• Alexander and Momoko designers of Black Crane

    “...I just make what I love. It’s very selfish but I’m making it for myself.”

    Palms and plants in the Black Crane Studio

  • A Dialogue

    Alexander Yamaguchi and Momoko Suzuki

    Interview and Images shot by Yasmine Ganley

    In the midst of L.A.’s humming fashion district, up a reluctant elevator and down the hallway of a large concrete building, the Black Crane showroom is a space of serenity. Designers Alexander Yamaguchi and Momoko Suzuki have beautifully carved out a dedicated space of their own, filled with everything they need to cultivate their creative processes: happy plants, a collection of vintage furniture and ample natural light. A soothing, earthy colour palette in soft, malleable fabrics fall from industrial clothing racks that line the showroom’s edges.

    • — How did your label come about?

      M: Alex moved to LA for the surf, I was working in environmental art and architecture, so we have pretty different backgrounds. Alex started his own line about fifteen years ago, and one day he said, we should do a womenswear collection. I wasn’t sure, we didn’t know that market, but he convinced me and I thought, ok; let’s just make something I would like to wear, that was seven years ago. Since then people seem to like what we do which makes us happy.

    • — What does a typical day look like for you?

      M: Our weekdays are hectic, some mornings we drive more than 100 miles to just to check that all the contractors are doing what they’re supposed to be doing. We get to the office right before noon, and start correspondence and sampling. We try not to over work, we think it’s important to make a balance, we are happier this way. California has a pretty good pace; we normally go home at 6pm.

    • — That’s so nice that you have such a hand in your production and that you can communicate everything you’re after face-to-face.

      A: We’ve always been very involved, right from the beginning.

    • — Do you make your own fabrics?

      M: Mostly we do, however we use a mill, we’re not picking the yarn ourselves. We used to knit the jersey in the US, but for the women’s collection we dye the yarn overseas. All of our jersey knit is made in LA.

      A: Sometimes we use Japanese fabrics too. Every time is an experiment as each garment is very different. We wash all of the garments here too, so variables like temperature and timing are all very important to experiment with.

      M: We like to keep production as local as we can.

    • — I can imagine because your fabrics are so soft that they’d feel so nice on your skin too

      M: When we’re designing we try to keep in mind that we like to have easy maintenance; we want our garments to last, and to be made from natural fibers. I made a mistake one season of using a cotton-poly, and I wasn’t happy at all. So from then on, we strictly use only natural fibers. I think that’s what the mothers really appreciate. We also do a low-impact garment dye. We try to do what we can.

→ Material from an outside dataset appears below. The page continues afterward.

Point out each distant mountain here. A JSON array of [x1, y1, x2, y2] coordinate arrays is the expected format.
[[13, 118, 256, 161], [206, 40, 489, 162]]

    • — What would be your focus for your collections? Is there a motivation behind each one, or do they run together seamlessly under one over-arching concept?

      M: I think we like to keep it basic, and for our garments to be something people would like to wear every season, maybe in a different fabrication. But of course, we always like to make something new too.

      A: You can make crazy clothes, but they’re difficult to wear.

      M: Anything light, super comfortable, maybe a piece you can go to sleep in, or perhaps a piece that still sits in ‘casual’ wear but you feel like you’re dressed up a little bit.

    • — Is there an overall ethos to your brand?

      M: It’s very personal, I used to include some things that I maybe wouldn’t wear but thought perhaps somebody else would, after a while I decided I shouldn’t make something I wouldn’t wear, so I just make what I love. It’s very selfish, but I’m making it for myself. I’m a very easy dresser, super casual and relaxed, which aligns with many other people’s lifestyle too.

    • — Do you have any daily practices?

      M: We do lunch together; there are only four of us in the studio so we like to do this together and just talk.

      A: That’s very Japanese-style.

      M: We also have a thing called ‘sweet time’ which is actually a snack time around mid-afternoon. We go out for some sweets and bring them back to share. We also like to open the windows when we arrive at the office, but nothing too special.

    • — And, do you have any favourite places to hang out in LA?

      A: Southern beaches, to go surfing, anywhere near San Diego. It’s lovely and quiet.

      M: there is a cute little restaurant, Little Beast. They are set in a bungalow house, three minutes from our home, very cosy, very Californian. I always like to sit on the patio outside, we always have a good time there, and the food is so good.